そういって女の手を振り払うと彼女はきょとんと、私がとった行動が信じられないかのように目を見開いた。しかしすぐに目を細め、じっと見つめてくる。

「私の魅了が効かないなんて……珍しいこともあるものだね。せっかく美味しそうな子豚がディナーに上がってきたと思ったのに……すぐ殺さなきゃいけないなんて、もったいない」

「やめて…来ないでください!」

逃げようとしたけれど、身体の震えが止まらなくて力が入らない。女は手を振り上げ…そこで私の意識は途切れた。


□■□

私は意外にもベッドの上で目覚めた。あたりを見回すと部屋の隅に私を襲った女がいた……が、眠っているようだ。何故か部屋の中は異様に暗かった。明かりは塞がれた窓の隙間から僅かに差し込んでいるだけで、その血のような色を見るとどうやら夕刻らしい。

「おはよう」

気づくと女が目を覚ましていた。

「あなたは……」

知らずと冷や汗が滲み、動悸がする。明らかに尋常な人ではない。私はまるで心臓を鷲掴みにされているような気分になった。

「……君はどうしてこんな森の奥へ?」

「ち、父を探しているのです」

「父親か……しかし君は可憐で、ひ弱な少女にしか見えない。父親は猟師か何かだろう?森で狼に襲われて死んでいるとも限らない」

「……ですが、私には父しかいなかったので。どうにかして探し出して、一緒にいてくれないと村で生きていくことなんてできません」

「なるほど、君は実質的に追放されてしまったいうわけだ。原因はこれかな?君の家族は村では肩身が狭かったようだね」

そう言って女は壊れた御守りを取り出した。改めて見るとまるで原型を留めていない……爆発したみたいになってる。

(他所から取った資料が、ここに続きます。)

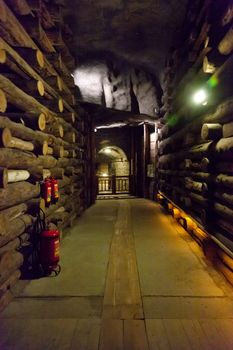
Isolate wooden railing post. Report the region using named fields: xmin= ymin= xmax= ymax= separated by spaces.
xmin=112 ymin=175 xmax=116 ymax=194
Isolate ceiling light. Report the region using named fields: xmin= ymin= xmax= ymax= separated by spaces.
xmin=193 ymin=89 xmax=208 ymax=105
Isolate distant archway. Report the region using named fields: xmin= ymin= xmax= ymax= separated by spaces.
xmin=96 ymin=145 xmax=130 ymax=194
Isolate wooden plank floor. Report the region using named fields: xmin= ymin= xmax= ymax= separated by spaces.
xmin=0 ymin=199 xmax=233 ymax=350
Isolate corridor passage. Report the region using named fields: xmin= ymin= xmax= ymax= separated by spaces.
xmin=0 ymin=199 xmax=233 ymax=350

「ははは、そんなに警戒しなくてもいいじゃないか。そうだな、ここで一緒に暮らすというのはどうだい?君は今のところどこに行っても居場所はないんだし……いくつか約束を守ってくれれば部屋を貸そう」

「ま、待ってください。私は父を探しに「死んだよ」

「……え?」

被せられた言葉に言葉を失った。お父さんが死んだ?

「でもそんなのどうやって……」

「君の父親の匂いで目が覚めたんだ。むせ返るような血の匂いさ。ヴィゴに見に行かせたらもう食い散らかされた後だった。狡猾な狼か…ほかの何かに襲われたんだろうね。可哀想に……」

女は話しながら近づいてきて、私の頬を撫でた。いつのまにか陽は沈んでいて、顔はよく見えない。私は熱に浮かされたみたいに力が入らなくて、後ずさることもままならなかった。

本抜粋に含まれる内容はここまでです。